私は精神障がい者である。

精神障がい者というのは、普通に考えるなら自分にとって都合の悪い不利な事を考えたり口にしてしまう人の事のように思える。しかし、これは間違いである。精神障がい者というのはもっと違った人たちである。何かもっと別の人間、簡単には理解されない人たちである。

これは甚だ不遜な言い方の様に思われるが、例えば幻聴というものを考えてみる。幻聴というのは、声が聞こえてくる訳だが、声という以上一瞬にして感知するものではなく聞き取るのにある長さの時間を要すると考えられる。モーツァルトが曲の構想の全体が瞬時に頭にひらめいたなどという特異な場合でない限り、幻聴は時間の経過とともに生じるものと考えられる。それなら病気が良くなったとは、何を意味するのか。

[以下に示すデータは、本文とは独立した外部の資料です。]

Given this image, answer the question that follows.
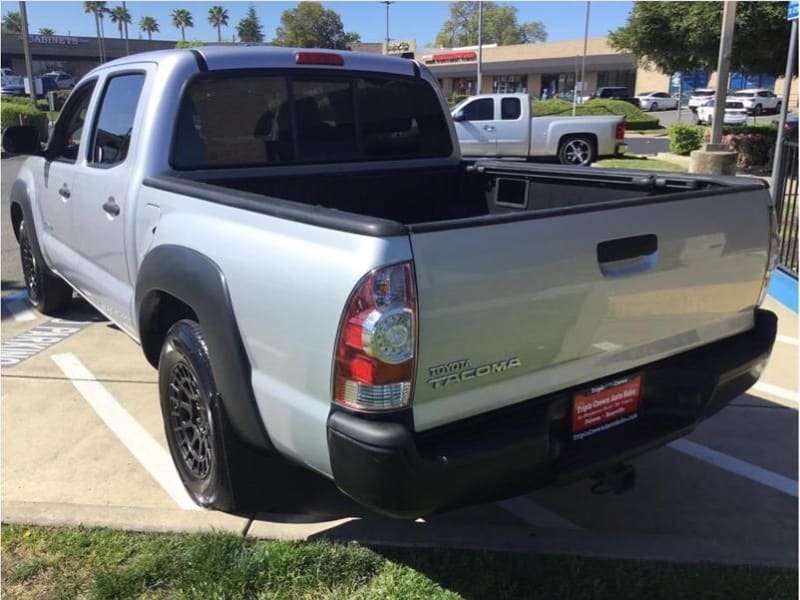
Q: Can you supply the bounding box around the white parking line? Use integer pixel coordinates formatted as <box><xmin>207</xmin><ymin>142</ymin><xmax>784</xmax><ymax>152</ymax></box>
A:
<box><xmin>751</xmin><ymin>381</ymin><xmax>800</xmax><ymax>407</ymax></box>
<box><xmin>3</xmin><ymin>290</ymin><xmax>36</xmax><ymax>322</ymax></box>
<box><xmin>51</xmin><ymin>353</ymin><xmax>199</xmax><ymax>510</ymax></box>
<box><xmin>669</xmin><ymin>439</ymin><xmax>797</xmax><ymax>498</ymax></box>
<box><xmin>497</xmin><ymin>496</ymin><xmax>580</xmax><ymax>529</ymax></box>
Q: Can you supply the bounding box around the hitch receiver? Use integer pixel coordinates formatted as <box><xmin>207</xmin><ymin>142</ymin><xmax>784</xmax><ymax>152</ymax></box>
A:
<box><xmin>591</xmin><ymin>463</ymin><xmax>636</xmax><ymax>495</ymax></box>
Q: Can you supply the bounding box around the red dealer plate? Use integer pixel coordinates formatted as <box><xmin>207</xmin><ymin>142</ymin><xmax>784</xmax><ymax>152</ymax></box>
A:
<box><xmin>572</xmin><ymin>375</ymin><xmax>642</xmax><ymax>440</ymax></box>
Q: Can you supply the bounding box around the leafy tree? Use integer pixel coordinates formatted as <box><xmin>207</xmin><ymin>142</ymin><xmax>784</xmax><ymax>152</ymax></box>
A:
<box><xmin>236</xmin><ymin>6</ymin><xmax>264</xmax><ymax>43</ymax></box>
<box><xmin>609</xmin><ymin>2</ymin><xmax>791</xmax><ymax>75</ymax></box>
<box><xmin>109</xmin><ymin>5</ymin><xmax>131</xmax><ymax>39</ymax></box>
<box><xmin>208</xmin><ymin>6</ymin><xmax>228</xmax><ymax>42</ymax></box>
<box><xmin>434</xmin><ymin>1</ymin><xmax>547</xmax><ymax>48</ymax></box>
<box><xmin>344</xmin><ymin>31</ymin><xmax>361</xmax><ymax>46</ymax></box>
<box><xmin>3</xmin><ymin>12</ymin><xmax>22</xmax><ymax>33</ymax></box>
<box><xmin>175</xmin><ymin>40</ymin><xmax>205</xmax><ymax>48</ymax></box>
<box><xmin>272</xmin><ymin>2</ymin><xmax>347</xmax><ymax>50</ymax></box>
<box><xmin>172</xmin><ymin>8</ymin><xmax>194</xmax><ymax>42</ymax></box>
<box><xmin>83</xmin><ymin>2</ymin><xmax>108</xmax><ymax>62</ymax></box>
<box><xmin>139</xmin><ymin>17</ymin><xmax>158</xmax><ymax>40</ymax></box>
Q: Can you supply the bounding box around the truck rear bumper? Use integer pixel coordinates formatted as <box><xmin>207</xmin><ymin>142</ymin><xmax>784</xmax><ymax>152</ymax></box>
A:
<box><xmin>328</xmin><ymin>310</ymin><xmax>777</xmax><ymax>517</ymax></box>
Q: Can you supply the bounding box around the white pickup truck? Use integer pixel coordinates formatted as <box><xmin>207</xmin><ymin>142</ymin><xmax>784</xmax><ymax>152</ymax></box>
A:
<box><xmin>3</xmin><ymin>47</ymin><xmax>777</xmax><ymax>517</ymax></box>
<box><xmin>451</xmin><ymin>94</ymin><xmax>628</xmax><ymax>166</ymax></box>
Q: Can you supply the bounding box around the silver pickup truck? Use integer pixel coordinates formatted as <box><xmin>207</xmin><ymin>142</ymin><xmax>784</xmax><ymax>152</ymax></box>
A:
<box><xmin>451</xmin><ymin>94</ymin><xmax>628</xmax><ymax>166</ymax></box>
<box><xmin>3</xmin><ymin>47</ymin><xmax>776</xmax><ymax>517</ymax></box>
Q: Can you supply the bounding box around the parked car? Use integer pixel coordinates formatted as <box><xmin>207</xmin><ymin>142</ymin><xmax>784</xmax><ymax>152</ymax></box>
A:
<box><xmin>636</xmin><ymin>92</ymin><xmax>678</xmax><ymax>111</ymax></box>
<box><xmin>451</xmin><ymin>94</ymin><xmax>628</xmax><ymax>166</ymax></box>
<box><xmin>772</xmin><ymin>113</ymin><xmax>797</xmax><ymax>142</ymax></box>
<box><xmin>729</xmin><ymin>89</ymin><xmax>781</xmax><ymax>115</ymax></box>
<box><xmin>0</xmin><ymin>77</ymin><xmax>25</xmax><ymax>96</ymax></box>
<box><xmin>0</xmin><ymin>67</ymin><xmax>20</xmax><ymax>85</ymax></box>
<box><xmin>697</xmin><ymin>98</ymin><xmax>747</xmax><ymax>125</ymax></box>
<box><xmin>42</xmin><ymin>71</ymin><xmax>75</xmax><ymax>90</ymax></box>
<box><xmin>3</xmin><ymin>46</ymin><xmax>777</xmax><ymax>518</ymax></box>
<box><xmin>689</xmin><ymin>88</ymin><xmax>717</xmax><ymax>112</ymax></box>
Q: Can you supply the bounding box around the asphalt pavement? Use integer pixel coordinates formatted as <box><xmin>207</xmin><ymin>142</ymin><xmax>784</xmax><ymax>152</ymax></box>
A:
<box><xmin>0</xmin><ymin>160</ymin><xmax>798</xmax><ymax>567</ymax></box>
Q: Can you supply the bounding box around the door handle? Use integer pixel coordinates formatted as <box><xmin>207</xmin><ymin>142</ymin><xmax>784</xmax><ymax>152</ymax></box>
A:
<box><xmin>103</xmin><ymin>196</ymin><xmax>119</xmax><ymax>217</ymax></box>
<box><xmin>597</xmin><ymin>233</ymin><xmax>658</xmax><ymax>277</ymax></box>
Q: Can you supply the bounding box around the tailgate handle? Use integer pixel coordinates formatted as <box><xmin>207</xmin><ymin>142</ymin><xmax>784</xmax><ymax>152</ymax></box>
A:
<box><xmin>597</xmin><ymin>233</ymin><xmax>658</xmax><ymax>277</ymax></box>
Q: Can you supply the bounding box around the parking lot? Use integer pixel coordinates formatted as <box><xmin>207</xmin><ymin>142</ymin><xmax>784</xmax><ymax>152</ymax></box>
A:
<box><xmin>2</xmin><ymin>160</ymin><xmax>798</xmax><ymax>566</ymax></box>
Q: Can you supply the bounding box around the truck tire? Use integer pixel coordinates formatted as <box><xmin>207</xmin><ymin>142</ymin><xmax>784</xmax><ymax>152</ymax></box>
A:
<box><xmin>18</xmin><ymin>220</ymin><xmax>72</xmax><ymax>315</ymax></box>
<box><xmin>558</xmin><ymin>135</ymin><xmax>596</xmax><ymax>167</ymax></box>
<box><xmin>158</xmin><ymin>319</ymin><xmax>256</xmax><ymax>512</ymax></box>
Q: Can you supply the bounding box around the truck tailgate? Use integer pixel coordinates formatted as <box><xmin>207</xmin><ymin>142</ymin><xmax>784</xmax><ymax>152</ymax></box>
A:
<box><xmin>410</xmin><ymin>186</ymin><xmax>770</xmax><ymax>430</ymax></box>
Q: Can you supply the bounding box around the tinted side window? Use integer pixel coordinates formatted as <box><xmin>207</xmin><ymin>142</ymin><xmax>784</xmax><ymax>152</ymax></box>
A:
<box><xmin>89</xmin><ymin>73</ymin><xmax>144</xmax><ymax>166</ymax></box>
<box><xmin>48</xmin><ymin>81</ymin><xmax>95</xmax><ymax>162</ymax></box>
<box><xmin>500</xmin><ymin>98</ymin><xmax>522</xmax><ymax>120</ymax></box>
<box><xmin>462</xmin><ymin>98</ymin><xmax>494</xmax><ymax>121</ymax></box>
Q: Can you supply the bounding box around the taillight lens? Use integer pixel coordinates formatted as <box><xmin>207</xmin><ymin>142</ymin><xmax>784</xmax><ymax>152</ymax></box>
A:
<box><xmin>333</xmin><ymin>262</ymin><xmax>417</xmax><ymax>411</ymax></box>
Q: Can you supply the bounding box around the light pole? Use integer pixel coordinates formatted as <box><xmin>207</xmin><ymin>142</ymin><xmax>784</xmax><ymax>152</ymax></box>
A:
<box><xmin>475</xmin><ymin>0</ymin><xmax>483</xmax><ymax>94</ymax></box>
<box><xmin>19</xmin><ymin>2</ymin><xmax>36</xmax><ymax>106</ymax></box>
<box><xmin>381</xmin><ymin>0</ymin><xmax>395</xmax><ymax>54</ymax></box>
<box><xmin>575</xmin><ymin>0</ymin><xmax>592</xmax><ymax>96</ymax></box>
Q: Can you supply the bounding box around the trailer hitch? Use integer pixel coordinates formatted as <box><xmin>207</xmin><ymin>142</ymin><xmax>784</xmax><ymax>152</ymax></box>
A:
<box><xmin>591</xmin><ymin>463</ymin><xmax>636</xmax><ymax>495</ymax></box>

幻聴が聞こえなくなった、或いは幻聴とうまく付き合えるようになったという人は、言ってみれば時間の使い方が上手になったという事だろう。それなら幻聴という症状があるとかないとか考えるよりは、「病気を治すには時間がかかりました」とだけ言っておけば、それで済むことである。

私の言わんとするところは、幻聴に限らず精神に障がいを持つ人には分かってもらえると思う。